Why this Indiana Republican bucks Trump on redistricting

When Spencer Deery first decided to run for his state Senate seat in western Indiana four years ago, he knew he would face hard moments. Senator Deery admits, however, that he never expected anything like this past week, which has included attacks from leaders in his own party – such as the Indiana governor and President of the United States – and a swatting attack on his family’s home Thursday morning.

But as difficult as this past week has been, Mr. Deery says his vote that triggered it all was not.

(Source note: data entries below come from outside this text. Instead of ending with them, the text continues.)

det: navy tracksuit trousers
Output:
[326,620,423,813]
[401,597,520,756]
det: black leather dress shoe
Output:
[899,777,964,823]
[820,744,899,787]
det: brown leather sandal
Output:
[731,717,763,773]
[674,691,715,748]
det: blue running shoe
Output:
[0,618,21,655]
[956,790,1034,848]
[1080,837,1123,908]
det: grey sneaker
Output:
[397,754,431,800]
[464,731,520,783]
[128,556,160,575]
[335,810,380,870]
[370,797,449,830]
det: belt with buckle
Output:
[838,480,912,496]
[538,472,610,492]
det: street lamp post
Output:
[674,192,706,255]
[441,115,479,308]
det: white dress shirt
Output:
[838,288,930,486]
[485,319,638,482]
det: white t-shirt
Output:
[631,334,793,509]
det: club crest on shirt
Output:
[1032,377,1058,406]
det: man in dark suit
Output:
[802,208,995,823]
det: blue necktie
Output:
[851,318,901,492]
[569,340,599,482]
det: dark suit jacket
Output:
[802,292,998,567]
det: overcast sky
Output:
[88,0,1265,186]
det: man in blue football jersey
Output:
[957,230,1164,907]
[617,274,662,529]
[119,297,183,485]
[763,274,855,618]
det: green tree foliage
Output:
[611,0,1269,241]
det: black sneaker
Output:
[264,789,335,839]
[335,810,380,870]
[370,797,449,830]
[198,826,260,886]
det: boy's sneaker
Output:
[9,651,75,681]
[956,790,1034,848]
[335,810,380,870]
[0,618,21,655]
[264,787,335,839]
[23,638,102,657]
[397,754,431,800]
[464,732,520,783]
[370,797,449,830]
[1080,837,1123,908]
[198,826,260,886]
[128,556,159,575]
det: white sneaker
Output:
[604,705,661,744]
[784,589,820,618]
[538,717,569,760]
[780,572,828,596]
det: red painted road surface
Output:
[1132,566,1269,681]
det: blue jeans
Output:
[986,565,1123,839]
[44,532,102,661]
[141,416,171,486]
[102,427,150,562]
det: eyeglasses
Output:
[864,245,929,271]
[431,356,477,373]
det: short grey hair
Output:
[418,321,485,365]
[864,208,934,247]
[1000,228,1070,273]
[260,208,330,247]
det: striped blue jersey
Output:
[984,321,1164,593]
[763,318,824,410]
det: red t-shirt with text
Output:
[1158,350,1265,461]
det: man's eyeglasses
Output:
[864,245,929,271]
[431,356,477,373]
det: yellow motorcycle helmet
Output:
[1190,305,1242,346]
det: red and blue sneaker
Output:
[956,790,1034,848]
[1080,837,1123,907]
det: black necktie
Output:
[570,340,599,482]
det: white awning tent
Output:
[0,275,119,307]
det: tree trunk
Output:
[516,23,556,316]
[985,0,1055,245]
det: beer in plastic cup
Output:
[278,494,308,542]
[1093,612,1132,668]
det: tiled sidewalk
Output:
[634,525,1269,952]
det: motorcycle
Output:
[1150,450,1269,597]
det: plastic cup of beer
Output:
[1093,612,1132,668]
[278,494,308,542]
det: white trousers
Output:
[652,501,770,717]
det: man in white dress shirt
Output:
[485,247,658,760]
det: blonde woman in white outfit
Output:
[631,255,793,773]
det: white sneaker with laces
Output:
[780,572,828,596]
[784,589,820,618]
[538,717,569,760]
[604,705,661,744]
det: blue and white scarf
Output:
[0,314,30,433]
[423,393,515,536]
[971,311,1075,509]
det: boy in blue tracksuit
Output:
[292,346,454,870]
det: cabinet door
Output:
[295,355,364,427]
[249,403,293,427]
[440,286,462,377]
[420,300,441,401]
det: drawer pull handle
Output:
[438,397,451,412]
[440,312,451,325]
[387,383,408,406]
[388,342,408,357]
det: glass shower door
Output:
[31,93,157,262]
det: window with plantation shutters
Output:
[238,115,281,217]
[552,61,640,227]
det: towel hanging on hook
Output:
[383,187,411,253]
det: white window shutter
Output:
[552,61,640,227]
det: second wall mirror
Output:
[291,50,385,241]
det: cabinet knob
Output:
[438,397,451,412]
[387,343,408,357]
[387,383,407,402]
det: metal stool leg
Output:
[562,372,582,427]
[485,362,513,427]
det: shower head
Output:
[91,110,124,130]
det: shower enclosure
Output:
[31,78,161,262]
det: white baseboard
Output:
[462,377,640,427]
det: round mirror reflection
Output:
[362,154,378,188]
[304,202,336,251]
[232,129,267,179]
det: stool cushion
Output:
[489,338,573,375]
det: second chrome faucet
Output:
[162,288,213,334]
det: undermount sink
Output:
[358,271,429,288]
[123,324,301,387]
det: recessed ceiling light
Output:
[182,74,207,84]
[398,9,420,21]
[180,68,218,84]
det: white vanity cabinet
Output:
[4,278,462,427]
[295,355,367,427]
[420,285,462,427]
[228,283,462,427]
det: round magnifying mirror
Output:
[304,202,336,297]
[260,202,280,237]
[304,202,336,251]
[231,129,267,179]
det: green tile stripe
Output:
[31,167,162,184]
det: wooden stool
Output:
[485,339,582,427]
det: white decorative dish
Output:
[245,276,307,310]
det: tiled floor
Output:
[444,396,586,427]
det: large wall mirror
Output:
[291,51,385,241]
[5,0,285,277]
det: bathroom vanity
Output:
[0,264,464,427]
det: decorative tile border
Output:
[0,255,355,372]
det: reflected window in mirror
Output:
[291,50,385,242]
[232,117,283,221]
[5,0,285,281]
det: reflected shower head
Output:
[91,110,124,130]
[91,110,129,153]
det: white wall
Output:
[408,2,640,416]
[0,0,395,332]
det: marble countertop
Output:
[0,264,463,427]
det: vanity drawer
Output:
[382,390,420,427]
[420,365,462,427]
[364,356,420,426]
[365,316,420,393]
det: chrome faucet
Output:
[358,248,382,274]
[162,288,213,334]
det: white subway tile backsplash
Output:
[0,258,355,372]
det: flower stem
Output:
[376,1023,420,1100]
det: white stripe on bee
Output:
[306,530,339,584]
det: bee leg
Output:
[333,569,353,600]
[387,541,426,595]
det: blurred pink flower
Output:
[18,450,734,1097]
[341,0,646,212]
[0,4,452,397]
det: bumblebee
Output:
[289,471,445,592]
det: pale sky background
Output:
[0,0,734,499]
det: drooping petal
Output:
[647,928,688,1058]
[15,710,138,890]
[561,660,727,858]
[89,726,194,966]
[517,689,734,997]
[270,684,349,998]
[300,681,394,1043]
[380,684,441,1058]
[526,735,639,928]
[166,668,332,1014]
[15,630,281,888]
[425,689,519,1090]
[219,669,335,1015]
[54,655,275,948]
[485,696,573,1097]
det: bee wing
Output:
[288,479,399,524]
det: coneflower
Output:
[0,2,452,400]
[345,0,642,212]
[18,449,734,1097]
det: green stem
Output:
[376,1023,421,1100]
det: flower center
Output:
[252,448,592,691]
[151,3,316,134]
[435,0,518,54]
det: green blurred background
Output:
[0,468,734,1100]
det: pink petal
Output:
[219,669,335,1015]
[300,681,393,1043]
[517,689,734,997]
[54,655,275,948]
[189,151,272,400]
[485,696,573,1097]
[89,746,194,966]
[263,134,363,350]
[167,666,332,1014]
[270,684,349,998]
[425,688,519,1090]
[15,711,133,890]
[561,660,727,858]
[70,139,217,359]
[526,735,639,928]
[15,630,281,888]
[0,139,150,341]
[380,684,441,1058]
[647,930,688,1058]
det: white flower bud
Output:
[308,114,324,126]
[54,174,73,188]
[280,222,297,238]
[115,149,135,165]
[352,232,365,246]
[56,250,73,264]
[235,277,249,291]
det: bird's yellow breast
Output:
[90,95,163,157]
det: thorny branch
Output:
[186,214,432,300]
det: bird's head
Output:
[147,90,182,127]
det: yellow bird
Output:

After President Donald Trump called for Texas to redraw its congressional maps this summer to create a more advantageous map for the GOP ahead of next year’s midterm elections, focus quickly turned to Indiana in search of more GOP seats. Republicans saw an opportunity here, in a state that President Trump won by double digits in the past three elections. With a Republican governor and Republican supermajorities in both state legislative chambers, the party could pick up two House seats and create a 9-0 GOP district map.

Why We Wrote This

Republican state lawmakers from Indiana have rejected pressure from the White House to conduct a mid-cycle redrawing of their congressional maps. One state senator describes why his conservative values led him to oppose the effort.

The White House has spent significant political capital over the past few months to make that happen. Vice President JD Vance flew to Indiana twice to lobby legislative leaders, and Indiana lawmakers, including statehouse leaders, met with Mr. Trump in the Oval Office in August. But last Friday, Senate President Pro Tempore Rodric Bray announced there were not enough votes in his chamber to move forward on redistricting. With 19 Republicans joining the 10 Democrats, senators voted 29-19 to adjourn and not hold the December special session on redistricting as requested by Gov. Mike Braun – an unprecedented move in state history and a proxy vote for where senate Republicans stood on redistricting.

Indiana Senate President Pro Tempore Rodric Bray speaks at the Statehouse in Indianapolis, April 23, 2025. Mr. Bray announced in November that there were not enough votes in the state Senate to move forward on a mid-cycle redistricting attempt.

“To me, it really goes to what is the most basic principle in the Constitution? And that is the idea of popular sovereignty, or the idea that the people select their rulers. Anything that undermines that violates my oath of office,” says Mr. Deery, who was one of the first senators to come out against mid-cycle redistricting. He knows that gerrymandering already happens, but it’s “especially egregious,” he says, to do it “whenever we want” in fear of election results.

“I’m not taking this position because I’m opposing conservative values,” he says, pointing to his own conservative voting record and his 100% rating from right-leaning groups such as the Indiana Family Institute and Americans for Prosperity-Indiana. “I’m taking it because of my conservative values.”

At a time when Republican opposition to Mr. Trump’s wishes are rare and often futile, it’s state lawmakers in a ruby red state who have initiated one of the most notable intraparty pushbacks of the president’s second term, coming on the heels of the Congressional vote to release the Justice Department files on convicted sex trafficker Jeffrey Epstein. And while many of these GOP legislators say they share the president’s goals for a Republican majority in the U.S. House following the 2026 midterms, they worry that redistricting could undermine that effort and create rifts at a moment when the party should be united.